Sens. Mike Lee, Ted Cruz, Rick Scott, and Mike Braun are warning Senate Minority Leader Mitch McConnell against greenlighting Democrats’ massive omnibus spending bill before the newly elected, GOP-controlled House of Representatives is officially sworn in.
The coalition of senators sent a letter on Wednesday urging the GOP head to ignore pleas to extend the government’s funding beyond when the new Congress takes office to encompass the entire 2023 fiscal year, including increased spending on Ukraine.
“We must not accept anything other than a short-term Continuing Resolution that funds the federal government until shortly after the 118th Congress is sworn in,” the senators wrote. “No additional spending, no additional policy priorities should be included. Any urgent items that require the Senate’s attention should be considered separately and under their own terms.”
If McConnell rushes to pass the omnibus bill without the new House’s input, the Republican senators say he will be guilty of directly contradicting voters’ wishes.
“On November 8, 2022, the American people made their voices heard at the ballot box. Using the Democratic process, millions of Americans sent a message – they want divided power in Washington to curb the worst excesses of both parties,” the lawmakers wrote.
Already, McConnell has signaled strong support for overruling his voters in favor of showering Washington with more taxpayer dollars.
Lee, Cruz, Scott, and Braun, however, explicitly state that they “stand with the voters” on this issue.
“We believe it would be both imprudent, and a reflection of poor leadership, for Republicans to ignore the will of the American people and rubber stamp an omnibus spending bill that funds ten more months of President Biden’s agenda without any check on his reckless policies that have led to a 40-year high in inflation,” the senators said.
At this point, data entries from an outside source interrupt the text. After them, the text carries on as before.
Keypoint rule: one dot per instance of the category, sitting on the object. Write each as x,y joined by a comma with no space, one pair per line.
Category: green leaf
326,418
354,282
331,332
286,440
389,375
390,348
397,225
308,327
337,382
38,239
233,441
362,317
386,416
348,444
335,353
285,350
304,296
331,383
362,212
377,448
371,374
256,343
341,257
Already, Americans across the nation are feeling the effects of excessive spending led by President Joe Biden and the Democrats. Their “$4.8 trillion increase in the national deficit,” the senators note, is weighing on Americans in the form of an average cost increase of $753 per month.
“It should be up to the new Congress to set spending priorities for the remainder of this fiscal year,” the senators wrote. “Now is the time for Republicans to get serious about leading America towards a better future.”